Eric Holder’s now-infamous observation that America is a “nation of cowards” when it comes to matters of race, which as Attorney General he acted on by dismissing an open and shut case of voter intimidation against the New Black Panthers, is now part of the public record. So is his arrogant and profane dismissal of lawmakers who justifiably held his feet to the fire over Fast and Furious.
While Holder’s belated departure from his job as top cop provides the nation with a chance for a cleansing breath, a report at American Thinker suggests it is unwise to inhale too deeply in the event Loretta Lynch is confirmed as the next AG. While her competence as head of the Justice Department won’t be known until she assumes that high government post, in one regard she is Holder redux.

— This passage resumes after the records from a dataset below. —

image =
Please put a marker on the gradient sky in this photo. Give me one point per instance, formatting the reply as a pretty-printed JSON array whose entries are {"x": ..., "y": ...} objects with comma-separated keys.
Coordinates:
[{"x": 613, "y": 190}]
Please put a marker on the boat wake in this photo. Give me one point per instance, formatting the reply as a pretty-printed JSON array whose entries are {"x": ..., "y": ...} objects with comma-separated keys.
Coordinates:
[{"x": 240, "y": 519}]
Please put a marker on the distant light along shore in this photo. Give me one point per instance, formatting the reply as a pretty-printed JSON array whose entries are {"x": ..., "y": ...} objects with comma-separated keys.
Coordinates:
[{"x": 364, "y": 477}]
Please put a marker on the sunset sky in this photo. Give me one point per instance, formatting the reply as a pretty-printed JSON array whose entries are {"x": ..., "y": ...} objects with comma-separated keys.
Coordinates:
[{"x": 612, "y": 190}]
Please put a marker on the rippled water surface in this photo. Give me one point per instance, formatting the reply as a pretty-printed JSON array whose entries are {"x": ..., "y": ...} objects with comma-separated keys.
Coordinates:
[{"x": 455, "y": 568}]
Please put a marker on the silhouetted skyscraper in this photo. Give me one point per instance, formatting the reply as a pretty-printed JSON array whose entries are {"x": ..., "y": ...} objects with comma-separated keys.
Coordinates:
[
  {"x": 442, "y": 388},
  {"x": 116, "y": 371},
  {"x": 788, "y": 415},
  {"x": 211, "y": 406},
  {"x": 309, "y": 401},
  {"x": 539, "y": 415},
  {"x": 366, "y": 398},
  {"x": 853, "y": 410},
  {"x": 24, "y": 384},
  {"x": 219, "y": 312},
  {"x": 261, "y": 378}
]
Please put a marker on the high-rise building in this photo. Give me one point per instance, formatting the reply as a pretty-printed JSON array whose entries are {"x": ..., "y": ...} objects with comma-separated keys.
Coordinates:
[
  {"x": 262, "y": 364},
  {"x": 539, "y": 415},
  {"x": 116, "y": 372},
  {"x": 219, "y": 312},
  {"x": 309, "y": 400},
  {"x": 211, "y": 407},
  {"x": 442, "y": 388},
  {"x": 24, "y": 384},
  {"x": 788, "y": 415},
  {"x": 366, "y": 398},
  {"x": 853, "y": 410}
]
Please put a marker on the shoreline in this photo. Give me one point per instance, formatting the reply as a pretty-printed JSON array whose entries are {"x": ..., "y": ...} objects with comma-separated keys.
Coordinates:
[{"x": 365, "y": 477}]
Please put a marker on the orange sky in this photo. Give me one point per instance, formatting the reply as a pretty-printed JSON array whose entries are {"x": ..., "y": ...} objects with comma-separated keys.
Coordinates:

The article’s author, M. Catharine Evans, notes that Lynch, in a speech last year at the Martin Luther King Center in Long Beach, N.Y., vowed to continue Holder’s work opposing voter ID laws. This should be viewed as a canary-in-the-coal-mine moment for the Senate in its confirmation hearing. Despite repeated denials from as high up as the White House that voter fraud exists, evidence that it does and that it is a major problem is overwhelming. See here, here, and here. The lie has been put to the claim, moreover, that voter IDs disenfranchise minorities by no less an authority than the NAACP. For a rally in North Carolina against voter ID laws, the civil rights organization required that attendees provide (wait for it) a photo ID!
As for Lynch, Evans writes that she asked the audience at one point, “What is it that makes you feel oppressed?” then asked, “Is it the prison of racism?” An awareness of and attempt to beat back the scourge of bigotry in all its forms is a laudable ambition for a U.S. Attorney General. But subscribing to the view that the nation is still in the era of Jim Crow is to ignore history.